Captain Richard Cudd acquired a letter of marque on 10 June 1803.

On 24 January 1806 Lloyd's List reported that Nimble, Cudd, master, from Oporto to Liverpool, was on shore at Carnarvon Bay and waterlogged.

Later in 1806 Tomlinson & Co. had Nimble lengthened.

| Year | Master | Owner | Trade | Source |
|---|---|---|---|---|
| 1807 | Cuddy | Tomlinson | Liverpool–Lisbon | LR; lengthened 1806 |
| 1812 | J. Cudd | Tomlinson | London–Havana | LR; lengthened 1806 |
| 1813 | J. Cudd | Tomlinson | London–Bahia | LR; lengthened 1806 |

As Nimble was returning to Liverpool from Brazil in 1813, her pumps failed. Cudd constructed a new one by taking a spar top-mast, cutting it in half, and chiseling out the interior to the bore of the pump. He then put the two sides together, caulking them with oakum, and sealing them with tar. He then reinforced the tube by binding it tightly. The result was a serviceable pump. Cudd wrote a letter, published in a newspaper, that described his expedient so that other mariners might learn from his experience.

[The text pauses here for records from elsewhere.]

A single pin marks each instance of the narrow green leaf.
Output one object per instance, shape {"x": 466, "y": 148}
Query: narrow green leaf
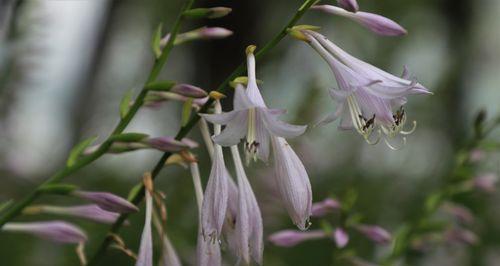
{"x": 125, "y": 103}
{"x": 186, "y": 111}
{"x": 78, "y": 150}
{"x": 128, "y": 137}
{"x": 155, "y": 41}
{"x": 164, "y": 85}
{"x": 62, "y": 189}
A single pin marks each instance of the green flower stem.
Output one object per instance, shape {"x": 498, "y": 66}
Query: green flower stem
{"x": 16, "y": 209}
{"x": 139, "y": 195}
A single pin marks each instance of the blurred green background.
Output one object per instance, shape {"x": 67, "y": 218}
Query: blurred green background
{"x": 64, "y": 66}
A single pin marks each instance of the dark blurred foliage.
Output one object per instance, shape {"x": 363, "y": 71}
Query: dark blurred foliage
{"x": 113, "y": 55}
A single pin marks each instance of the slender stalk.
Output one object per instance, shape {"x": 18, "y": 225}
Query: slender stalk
{"x": 139, "y": 195}
{"x": 17, "y": 208}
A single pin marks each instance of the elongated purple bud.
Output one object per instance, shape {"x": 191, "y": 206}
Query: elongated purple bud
{"x": 340, "y": 237}
{"x": 57, "y": 231}
{"x": 375, "y": 233}
{"x": 349, "y": 5}
{"x": 107, "y": 201}
{"x": 322, "y": 208}
{"x": 290, "y": 238}
{"x": 188, "y": 90}
{"x": 376, "y": 23}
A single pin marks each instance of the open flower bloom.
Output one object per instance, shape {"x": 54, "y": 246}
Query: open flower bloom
{"x": 293, "y": 183}
{"x": 248, "y": 223}
{"x": 376, "y": 23}
{"x": 367, "y": 95}
{"x": 57, "y": 231}
{"x": 252, "y": 119}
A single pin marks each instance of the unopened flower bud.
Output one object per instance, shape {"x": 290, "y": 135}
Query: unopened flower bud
{"x": 322, "y": 208}
{"x": 189, "y": 91}
{"x": 290, "y": 238}
{"x": 57, "y": 231}
{"x": 107, "y": 201}
{"x": 375, "y": 233}
{"x": 349, "y": 5}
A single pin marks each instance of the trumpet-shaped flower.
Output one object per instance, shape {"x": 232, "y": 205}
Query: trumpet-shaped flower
{"x": 248, "y": 224}
{"x": 293, "y": 183}
{"x": 251, "y": 119}
{"x": 367, "y": 95}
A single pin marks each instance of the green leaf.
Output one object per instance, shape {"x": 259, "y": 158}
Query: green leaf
{"x": 155, "y": 41}
{"x": 164, "y": 85}
{"x": 134, "y": 191}
{"x": 128, "y": 137}
{"x": 78, "y": 150}
{"x": 186, "y": 111}
{"x": 62, "y": 189}
{"x": 125, "y": 103}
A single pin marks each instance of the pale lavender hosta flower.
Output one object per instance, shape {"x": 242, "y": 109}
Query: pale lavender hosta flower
{"x": 57, "y": 231}
{"x": 376, "y": 23}
{"x": 486, "y": 182}
{"x": 248, "y": 227}
{"x": 375, "y": 233}
{"x": 251, "y": 119}
{"x": 290, "y": 238}
{"x": 107, "y": 201}
{"x": 349, "y": 5}
{"x": 215, "y": 198}
{"x": 170, "y": 144}
{"x": 90, "y": 212}
{"x": 340, "y": 237}
{"x": 188, "y": 90}
{"x": 367, "y": 95}
{"x": 145, "y": 255}
{"x": 293, "y": 183}
{"x": 322, "y": 208}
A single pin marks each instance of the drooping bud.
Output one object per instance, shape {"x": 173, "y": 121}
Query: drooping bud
{"x": 107, "y": 201}
{"x": 340, "y": 237}
{"x": 375, "y": 233}
{"x": 322, "y": 208}
{"x": 212, "y": 12}
{"x": 290, "y": 238}
{"x": 57, "y": 231}
{"x": 376, "y": 23}
{"x": 349, "y": 5}
{"x": 189, "y": 91}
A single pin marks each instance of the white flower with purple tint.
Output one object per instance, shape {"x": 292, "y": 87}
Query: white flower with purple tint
{"x": 376, "y": 23}
{"x": 251, "y": 119}
{"x": 293, "y": 183}
{"x": 367, "y": 96}
{"x": 107, "y": 201}
{"x": 322, "y": 208}
{"x": 248, "y": 222}
{"x": 57, "y": 231}
{"x": 290, "y": 238}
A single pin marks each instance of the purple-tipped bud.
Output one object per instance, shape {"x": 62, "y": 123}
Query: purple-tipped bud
{"x": 461, "y": 213}
{"x": 322, "y": 208}
{"x": 170, "y": 144}
{"x": 57, "y": 231}
{"x": 107, "y": 201}
{"x": 214, "y": 33}
{"x": 189, "y": 91}
{"x": 349, "y": 5}
{"x": 341, "y": 237}
{"x": 90, "y": 212}
{"x": 459, "y": 235}
{"x": 486, "y": 182}
{"x": 290, "y": 238}
{"x": 375, "y": 233}
{"x": 376, "y": 23}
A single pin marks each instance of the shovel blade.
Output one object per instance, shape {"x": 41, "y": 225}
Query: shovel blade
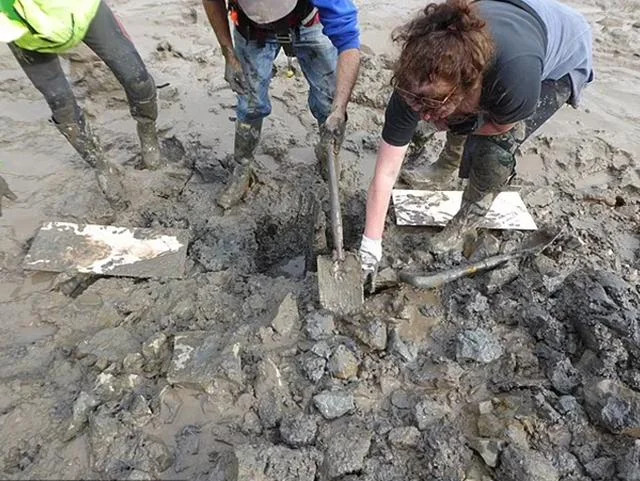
{"x": 340, "y": 284}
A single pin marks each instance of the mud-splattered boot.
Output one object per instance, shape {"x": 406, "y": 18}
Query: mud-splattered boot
{"x": 245, "y": 143}
{"x": 492, "y": 168}
{"x": 108, "y": 175}
{"x": 145, "y": 114}
{"x": 439, "y": 173}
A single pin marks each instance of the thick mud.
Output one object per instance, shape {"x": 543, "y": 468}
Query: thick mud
{"x": 530, "y": 372}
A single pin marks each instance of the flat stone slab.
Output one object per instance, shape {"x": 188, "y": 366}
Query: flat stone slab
{"x": 108, "y": 250}
{"x": 436, "y": 208}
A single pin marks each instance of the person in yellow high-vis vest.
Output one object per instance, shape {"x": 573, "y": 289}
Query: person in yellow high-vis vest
{"x": 38, "y": 30}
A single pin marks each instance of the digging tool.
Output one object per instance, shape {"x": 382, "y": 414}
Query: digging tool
{"x": 532, "y": 246}
{"x": 340, "y": 276}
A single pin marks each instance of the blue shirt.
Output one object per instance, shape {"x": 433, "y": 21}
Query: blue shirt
{"x": 339, "y": 19}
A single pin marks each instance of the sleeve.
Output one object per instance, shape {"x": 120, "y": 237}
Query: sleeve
{"x": 515, "y": 90}
{"x": 340, "y": 21}
{"x": 400, "y": 122}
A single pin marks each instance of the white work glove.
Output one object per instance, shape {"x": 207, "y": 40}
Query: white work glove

On 8 November 1813 Nimble sailed from St Thomas with the fleet returning to England. However, she was among a small number of vessels that had not yet arrived in England by January 1814. In March she still had not been heard from.

==Fate==
Lloyd's List reported that an American privateer had captured Nimble, Cudd, master, in January 1814 and sent her into Santa Cruz de Tenerife.

Nimbles captor was the United States privateer Invincible. (Note: Invincible, of 331 or 362 tons (bm), Peter Destebecho, Jr., master, was armed with 16 guns and had a crew of 60 men. captured Invincible on 16 August. and Pique were in company with Armide at the time.) That is clear; however, what happened next is more confusing. Numerous accounts, using the same wording, state that Invincible had sent Nimble into Tenerife where her cargo was sold as Nimble was not seaworthy.

In July 1814 Lloyd's List reported that Nimble, Chubb, master, which had been taken into Tenerife, had been recaptured and taken into Bermuda. Online resources do not identify the recaptor, or how Nimble came to be at sea. The answer is that Captain Destebecho, of Invincible had captured Nimble, of 10 guns and 15 men, Cudd, master, on 7 January. She had been carrying sugar and coffee from St Lucie to Liverpool. Destebecho took off part of her cargo and then put a prize crew on Nimble, sending her to the United States.

On 27 January Destebecho captured Lion, Jackson, master, which had been sailing from Bristol to the West Indies. Destebecho took out part of Lions cargo and then put 18 prisoners aboard her, after which he permitted Lion to proceed. Lion arrived at Palma. (Note: Lion, or Lyon, was a cutter carrying dry goods, hardware, and the like.) Destebecho took the most valuable parts of her cargo and then gave her up.

Despite her recapture, and although Lloyd's Register and the Register of Shipping continued to carry Nimble, Cudd, master, for a number of years with unchanged data, she did not reappear in Lloyd's Lists SAD data.